The US State Department called the release “an important step toward normalising relations with the United States”. It also reiterated its call for the Belarussian government to restore the political rights of the six opposition figures and other former political prisoners.

Lukashenko, who a US top diplomat once said ran Europe’s last dictatorship, is largely ostracised by western governments because of his intolerance towards political opposition.

Although western sanctions are still in place, there have been small signs of a thaw this year, with Lukashenko distancing himself from the tough policies of Russia, his country’s biggest ally, towards neighbouring Ukraine, and reviving contacts with European Union and US officials.
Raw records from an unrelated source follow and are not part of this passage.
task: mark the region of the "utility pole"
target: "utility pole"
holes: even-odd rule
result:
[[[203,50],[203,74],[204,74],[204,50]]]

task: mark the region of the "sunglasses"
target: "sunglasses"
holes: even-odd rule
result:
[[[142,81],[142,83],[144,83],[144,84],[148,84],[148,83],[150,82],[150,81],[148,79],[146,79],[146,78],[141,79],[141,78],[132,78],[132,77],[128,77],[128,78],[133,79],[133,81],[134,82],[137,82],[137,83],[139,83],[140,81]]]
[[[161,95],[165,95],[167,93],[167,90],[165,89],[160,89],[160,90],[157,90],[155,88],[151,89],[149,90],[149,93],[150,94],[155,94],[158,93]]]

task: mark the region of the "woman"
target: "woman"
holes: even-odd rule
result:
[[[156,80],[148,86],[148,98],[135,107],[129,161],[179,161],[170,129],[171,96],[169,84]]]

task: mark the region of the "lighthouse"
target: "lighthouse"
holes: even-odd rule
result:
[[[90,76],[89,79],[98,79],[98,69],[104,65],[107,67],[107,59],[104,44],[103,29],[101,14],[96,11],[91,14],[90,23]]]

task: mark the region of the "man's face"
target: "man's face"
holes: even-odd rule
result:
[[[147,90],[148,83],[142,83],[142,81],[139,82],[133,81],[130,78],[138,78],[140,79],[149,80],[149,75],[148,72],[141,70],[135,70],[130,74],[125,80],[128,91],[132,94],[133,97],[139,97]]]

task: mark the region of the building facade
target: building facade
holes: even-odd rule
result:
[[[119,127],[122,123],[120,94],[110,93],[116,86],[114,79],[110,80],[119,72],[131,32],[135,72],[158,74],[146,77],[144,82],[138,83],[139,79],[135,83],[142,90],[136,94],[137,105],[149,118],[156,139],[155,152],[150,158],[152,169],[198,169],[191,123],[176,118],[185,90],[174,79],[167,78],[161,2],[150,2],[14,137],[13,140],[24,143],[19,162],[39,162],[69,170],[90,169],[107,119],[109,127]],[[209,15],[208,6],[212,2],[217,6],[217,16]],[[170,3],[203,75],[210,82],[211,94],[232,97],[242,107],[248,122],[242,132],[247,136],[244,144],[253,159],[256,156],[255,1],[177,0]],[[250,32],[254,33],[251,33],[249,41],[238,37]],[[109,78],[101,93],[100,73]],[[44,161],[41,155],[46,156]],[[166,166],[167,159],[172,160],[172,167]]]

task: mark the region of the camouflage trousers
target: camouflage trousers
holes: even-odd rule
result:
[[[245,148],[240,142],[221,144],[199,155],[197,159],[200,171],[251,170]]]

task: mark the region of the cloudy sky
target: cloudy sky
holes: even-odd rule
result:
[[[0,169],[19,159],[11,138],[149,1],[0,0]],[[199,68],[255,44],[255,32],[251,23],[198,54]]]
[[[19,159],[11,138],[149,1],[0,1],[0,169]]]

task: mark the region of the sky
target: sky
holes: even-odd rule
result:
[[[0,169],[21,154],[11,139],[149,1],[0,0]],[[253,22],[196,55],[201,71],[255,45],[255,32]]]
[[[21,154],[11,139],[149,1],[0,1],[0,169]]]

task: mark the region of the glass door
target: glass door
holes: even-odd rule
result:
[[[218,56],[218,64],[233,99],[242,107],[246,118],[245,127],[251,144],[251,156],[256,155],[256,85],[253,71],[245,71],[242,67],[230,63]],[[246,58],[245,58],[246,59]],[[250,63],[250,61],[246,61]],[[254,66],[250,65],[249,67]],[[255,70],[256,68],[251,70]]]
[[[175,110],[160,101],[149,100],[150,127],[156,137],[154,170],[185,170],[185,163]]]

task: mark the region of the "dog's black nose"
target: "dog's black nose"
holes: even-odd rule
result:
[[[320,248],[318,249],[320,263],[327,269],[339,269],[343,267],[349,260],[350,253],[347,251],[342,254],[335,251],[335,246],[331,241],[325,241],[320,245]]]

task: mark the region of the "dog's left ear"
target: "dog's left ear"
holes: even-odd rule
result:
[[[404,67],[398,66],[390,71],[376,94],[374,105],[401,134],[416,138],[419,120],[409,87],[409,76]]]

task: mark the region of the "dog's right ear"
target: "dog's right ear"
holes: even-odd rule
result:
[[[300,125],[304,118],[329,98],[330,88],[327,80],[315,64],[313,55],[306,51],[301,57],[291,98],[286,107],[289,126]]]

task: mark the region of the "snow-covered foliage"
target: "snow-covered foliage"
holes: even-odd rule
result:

The European Union is an important trade partner for Belarus and the two sides have been working for years on closer relations to remove trade barriers. Progress has stalled because of what the European Union sees as Belarus’ lack of commitment to democracy and political and civil rights.

“We now expect the authorities of Belarus to remove all restrictions on the enjoyment of full civil and political rights of the released,” EU foreign policy chief Federica Mogherini and EU enlargement commissioner Johannes Hahn said in a joint statement on Sunday.

Statkevich was given a six-year jail sentence in May 2011 on a charge of organising mass street protests against Lukashenko’s re-election at the time.

“Elections are approaching and Lukashenko now has a chance to get from the west a more or less favourable assessment. It was clear that such an assessment would not be forthcoming from western politicians while political prisoners were being held in jail,” Minsk-based political analyst Aleksander Klaskovsky said.